Posting on LinkedIn yesterday (3 August), Umbrella Protect managing director Anna Glod, highlighted a fixed energy deal offer from Utility Warehouse that included sales personnel pushing income protection within the package.
Described as a multiservice energy provider, a model also known as multi-level marketing, Utility Warehouse operates as the brand name of parent company, Telecom Plus, and offers a services portfolio covering energy, mobile and broadband, and home insurance.
Glod stated that she looked into Utility Warehouse's 'best on the market fixed energy deal' only to find that applicants were forced into also taking four other products to quality - broadband, a mobile SIM, contents insurance and its income protection product, Income Protector.
"As you can imagine, I was especially interested in looking into the details of this Income Protector (how they call it) product," Glod wrote in her post.
"The sales rep didn't even know who the insurer was and couldn't explain the policy details to me, but she was trying to talk me into buying it."
According to the Utility Warehouse website, its income protection product offers a pay out of up to £750 per month across a six-month claim period after 30 days of inability to work due or unemployment, with a total accidental death pay out of £10,000.
The premium is listed at £16 per month for cover, although Glod's research found that premiums could also cost £18 per month, a cost that she said could be beaten by other insurers including a 12-month claim period.
Glod wrote that the pricing element wasn't the most shocking part for her compared to how the product, and overall deal it was included within, was being advertised on social media.
"Nothing is mentioned about having to buy four additional services, nothing is explained about the insurance products: contents or Income protection during the sales call," Glod detailed.
"They were trying to sell an Income Protection policy to me without even checking what my occupation, earnings, or health was."
Non-advised protection sales is a contentious topic across the industry with many advisers and intermediaries vocalising their dissatisfaction with the practice and its negative impact on consumers.
In April, LifeSearch chair Tom Baigrie spoke to COVER about his work to increase transparency in the life cover space by requesting that insurers disclose greater levels of data into their non-advised sales channels in the name of building consumer trust.
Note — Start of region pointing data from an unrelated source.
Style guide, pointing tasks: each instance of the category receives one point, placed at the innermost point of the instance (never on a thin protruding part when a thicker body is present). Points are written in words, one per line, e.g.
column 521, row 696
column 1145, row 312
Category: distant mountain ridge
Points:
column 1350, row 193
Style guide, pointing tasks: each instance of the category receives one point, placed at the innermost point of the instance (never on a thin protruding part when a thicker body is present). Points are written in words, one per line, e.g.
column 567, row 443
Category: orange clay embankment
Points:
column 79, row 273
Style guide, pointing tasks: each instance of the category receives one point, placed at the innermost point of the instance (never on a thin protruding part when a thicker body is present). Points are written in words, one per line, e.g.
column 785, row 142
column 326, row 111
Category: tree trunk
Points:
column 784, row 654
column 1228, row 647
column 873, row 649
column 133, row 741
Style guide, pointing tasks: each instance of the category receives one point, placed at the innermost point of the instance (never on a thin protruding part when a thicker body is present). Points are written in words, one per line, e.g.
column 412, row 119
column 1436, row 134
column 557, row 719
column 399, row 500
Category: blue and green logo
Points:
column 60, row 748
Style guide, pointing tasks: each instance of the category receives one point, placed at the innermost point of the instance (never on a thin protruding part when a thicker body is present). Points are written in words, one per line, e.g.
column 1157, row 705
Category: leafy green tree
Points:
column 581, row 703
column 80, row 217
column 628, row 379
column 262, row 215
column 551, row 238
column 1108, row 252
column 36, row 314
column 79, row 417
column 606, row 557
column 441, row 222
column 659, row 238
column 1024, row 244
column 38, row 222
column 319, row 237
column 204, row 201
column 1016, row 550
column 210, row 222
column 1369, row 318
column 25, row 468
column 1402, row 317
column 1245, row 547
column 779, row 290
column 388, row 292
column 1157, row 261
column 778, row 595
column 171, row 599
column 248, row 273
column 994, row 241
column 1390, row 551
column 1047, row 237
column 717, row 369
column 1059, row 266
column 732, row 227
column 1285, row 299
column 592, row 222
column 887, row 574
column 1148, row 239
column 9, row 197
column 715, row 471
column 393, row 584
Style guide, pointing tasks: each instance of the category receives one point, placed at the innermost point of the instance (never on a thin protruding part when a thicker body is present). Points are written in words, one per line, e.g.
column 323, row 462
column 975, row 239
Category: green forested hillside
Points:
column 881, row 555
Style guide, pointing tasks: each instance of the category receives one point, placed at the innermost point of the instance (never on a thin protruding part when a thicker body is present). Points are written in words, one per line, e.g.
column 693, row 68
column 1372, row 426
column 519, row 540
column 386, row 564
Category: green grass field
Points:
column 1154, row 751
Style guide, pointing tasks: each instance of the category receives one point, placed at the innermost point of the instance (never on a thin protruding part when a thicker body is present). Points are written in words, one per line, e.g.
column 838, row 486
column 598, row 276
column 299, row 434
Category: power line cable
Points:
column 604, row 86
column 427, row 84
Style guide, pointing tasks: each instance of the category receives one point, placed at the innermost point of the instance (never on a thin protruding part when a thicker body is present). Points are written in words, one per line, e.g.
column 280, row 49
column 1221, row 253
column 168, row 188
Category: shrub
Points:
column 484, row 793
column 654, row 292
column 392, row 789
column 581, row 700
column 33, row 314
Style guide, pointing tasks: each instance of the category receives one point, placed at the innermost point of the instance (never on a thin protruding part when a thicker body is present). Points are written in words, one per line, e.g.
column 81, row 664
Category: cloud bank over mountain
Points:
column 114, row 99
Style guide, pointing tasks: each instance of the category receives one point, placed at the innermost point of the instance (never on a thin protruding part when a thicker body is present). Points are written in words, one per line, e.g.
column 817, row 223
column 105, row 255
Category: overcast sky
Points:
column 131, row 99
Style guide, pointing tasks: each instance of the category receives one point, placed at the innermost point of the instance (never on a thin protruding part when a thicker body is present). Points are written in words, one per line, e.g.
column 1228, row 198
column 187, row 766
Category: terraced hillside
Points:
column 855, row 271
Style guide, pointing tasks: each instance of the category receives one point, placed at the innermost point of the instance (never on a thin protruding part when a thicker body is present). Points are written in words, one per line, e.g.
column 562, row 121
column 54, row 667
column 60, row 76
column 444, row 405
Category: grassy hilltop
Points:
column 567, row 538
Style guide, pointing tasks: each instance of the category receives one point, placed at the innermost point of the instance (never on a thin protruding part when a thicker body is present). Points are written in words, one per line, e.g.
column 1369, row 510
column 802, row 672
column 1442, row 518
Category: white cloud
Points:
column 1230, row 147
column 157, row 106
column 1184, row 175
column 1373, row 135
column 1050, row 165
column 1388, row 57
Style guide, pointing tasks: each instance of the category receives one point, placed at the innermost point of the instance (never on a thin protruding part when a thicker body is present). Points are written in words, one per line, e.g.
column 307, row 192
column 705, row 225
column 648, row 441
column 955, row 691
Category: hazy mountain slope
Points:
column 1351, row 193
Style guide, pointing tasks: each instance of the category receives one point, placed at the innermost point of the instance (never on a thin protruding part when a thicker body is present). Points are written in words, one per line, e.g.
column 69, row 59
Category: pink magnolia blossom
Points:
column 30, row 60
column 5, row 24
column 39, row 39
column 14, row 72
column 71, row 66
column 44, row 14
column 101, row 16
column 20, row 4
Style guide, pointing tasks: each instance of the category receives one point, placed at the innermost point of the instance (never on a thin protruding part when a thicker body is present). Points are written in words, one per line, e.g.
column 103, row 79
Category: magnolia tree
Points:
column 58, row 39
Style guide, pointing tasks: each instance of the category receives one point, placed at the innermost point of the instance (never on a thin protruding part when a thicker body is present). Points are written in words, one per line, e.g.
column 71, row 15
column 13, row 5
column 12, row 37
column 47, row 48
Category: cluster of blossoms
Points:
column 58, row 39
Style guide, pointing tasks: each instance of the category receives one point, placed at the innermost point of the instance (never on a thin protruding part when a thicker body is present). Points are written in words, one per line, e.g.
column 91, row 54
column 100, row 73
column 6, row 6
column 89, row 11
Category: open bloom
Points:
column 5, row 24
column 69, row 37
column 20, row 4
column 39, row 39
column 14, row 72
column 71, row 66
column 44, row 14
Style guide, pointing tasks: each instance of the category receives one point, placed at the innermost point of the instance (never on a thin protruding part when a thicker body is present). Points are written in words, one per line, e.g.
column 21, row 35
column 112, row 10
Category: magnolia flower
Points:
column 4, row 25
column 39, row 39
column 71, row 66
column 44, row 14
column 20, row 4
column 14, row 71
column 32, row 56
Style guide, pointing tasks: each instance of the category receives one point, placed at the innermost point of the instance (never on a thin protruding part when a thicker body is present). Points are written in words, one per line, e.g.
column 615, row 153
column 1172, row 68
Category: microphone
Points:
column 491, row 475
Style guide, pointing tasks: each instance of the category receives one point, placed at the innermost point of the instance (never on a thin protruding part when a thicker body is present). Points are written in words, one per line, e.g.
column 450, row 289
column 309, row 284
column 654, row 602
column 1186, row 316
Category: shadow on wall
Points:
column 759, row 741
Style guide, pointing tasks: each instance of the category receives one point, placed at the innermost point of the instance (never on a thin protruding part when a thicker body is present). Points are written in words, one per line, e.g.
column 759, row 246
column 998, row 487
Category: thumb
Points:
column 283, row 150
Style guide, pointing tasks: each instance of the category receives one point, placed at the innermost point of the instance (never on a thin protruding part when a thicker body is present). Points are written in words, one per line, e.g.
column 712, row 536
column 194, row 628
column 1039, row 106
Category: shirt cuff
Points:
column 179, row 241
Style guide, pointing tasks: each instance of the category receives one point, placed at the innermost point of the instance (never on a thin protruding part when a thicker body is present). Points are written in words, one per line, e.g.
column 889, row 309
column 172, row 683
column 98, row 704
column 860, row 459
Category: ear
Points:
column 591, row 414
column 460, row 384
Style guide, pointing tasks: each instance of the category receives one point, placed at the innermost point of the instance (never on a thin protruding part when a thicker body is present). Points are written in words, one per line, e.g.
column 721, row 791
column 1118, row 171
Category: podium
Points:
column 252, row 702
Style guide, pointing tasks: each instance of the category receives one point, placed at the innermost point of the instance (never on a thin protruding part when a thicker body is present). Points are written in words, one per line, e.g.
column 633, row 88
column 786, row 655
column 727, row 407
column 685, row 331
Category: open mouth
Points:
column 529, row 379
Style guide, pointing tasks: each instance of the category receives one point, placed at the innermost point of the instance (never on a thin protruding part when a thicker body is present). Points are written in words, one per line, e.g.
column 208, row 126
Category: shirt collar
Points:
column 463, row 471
However, due to the often complex nature of income protection, it is viewed as a product that specifically requires qualified financial advice in order for consumers to obtain the right breadth and depth of cover.
"Income protection forms part of protection advice and part of regulated financial advice.
I believe every consumer deserves proper financial advice," Glod stated.
"Consumers should not be forced into buying regulated products as part of their energy deal package without proper advice and explanation. This needs to stop!"
COVER has approached Utility Warehouse for comment.